But after receiving a personal invitation to attend the Conservative Party conference from Iain Duncan Smith two weeks ago, Mr Barica and his colleague, Aesat Selassie, are pledging their allegiance to the Tory party leader and calling on the rest of Britain's 50,000 Rastafarians to vote for the party of "humanity".

The president of the Haile Selassie Peace Foundation said he did not regard the Rastafarian vote to be at odds with Conservative policies. "What connects Rastafarianism to the Tory party is humanity. I was impressed by Iain Duncan Smith and his policies," he said. "I voted once in the 1970s and I stopped because it didn't mean anything to me. But the Tory party represents the people's interests. People change and parties change and we have to give them a chance to prove themselves."

Mr Barica, 53, who settled in Birmingham in 1965, first met Tory ministers as a "peace officer" for the Haile Selassie Peace Foundation, which works closely with West Midlands Police to combat gun crime in the Handsworth district.

He met Mr Duncan Smith three months ago through the shadow Home Secretary, Oliver Letwin, who visited the city after the teenagers Letisha Shakespeare and Charlene Ellis were shot dead on New Year's Day.

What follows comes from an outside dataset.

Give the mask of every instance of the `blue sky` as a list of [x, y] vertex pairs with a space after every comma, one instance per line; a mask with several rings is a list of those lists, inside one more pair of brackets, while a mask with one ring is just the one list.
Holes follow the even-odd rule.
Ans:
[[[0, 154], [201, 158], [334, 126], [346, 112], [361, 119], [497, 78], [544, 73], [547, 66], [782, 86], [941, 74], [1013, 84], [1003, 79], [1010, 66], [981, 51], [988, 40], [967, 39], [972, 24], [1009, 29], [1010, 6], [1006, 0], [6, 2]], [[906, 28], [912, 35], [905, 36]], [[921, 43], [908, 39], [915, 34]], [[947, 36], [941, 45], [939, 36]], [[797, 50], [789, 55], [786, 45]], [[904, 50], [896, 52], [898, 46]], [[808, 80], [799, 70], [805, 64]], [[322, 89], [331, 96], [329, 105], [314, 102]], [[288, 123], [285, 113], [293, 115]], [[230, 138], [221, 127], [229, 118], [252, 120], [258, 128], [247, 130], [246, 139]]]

Earlier this year, Mr Letwin made a speech about the Conservative philosophy on race and religion in which he cited the Hailie Selassie peace project as a perfect model of community policing. "As well as building bridges between communities, the peace officers have established virtuous circles within their own, encouraging neighbours to set up other voluntary projects ... We need a new infrastructure to support voluntary organisations such as this one," he said.

Jim Paice MP, the shadow police minister, said the party's endorsement of neighbourhood policing may have won Rastafarian support. But he refused to discuss the Torey party's position on legalising marijuana, a cause with religious resonance to Rastafarians who regard ganja as sacred.

Benjamin Zephaniah, a poet and prominent Rastafarian, said the support was a result of cynical re-branding of the party as champions of diversity. "It was not so long ago that the Tories would have had Rastafarians thrown out of the country. I always encourage the community to take an active stand in politics but in this case I think they are being used," he said.

Mr Zephaniah said a core conservative sector of Rastafarians, many of whom belonged to a church called the Twelve Tribes of Israel - of which Mr Barica was a member - were more likely to support Duncan Smith's party than their liberal minded counterparts.

"This is just re-branding to show that these guys will put on their hats and get down to dance with funky black chicks," he said. "[The Tories] are cool because they have women supporters and black supporters and now Rastafarian supporters. When are they going to talk about legalising marijuana?"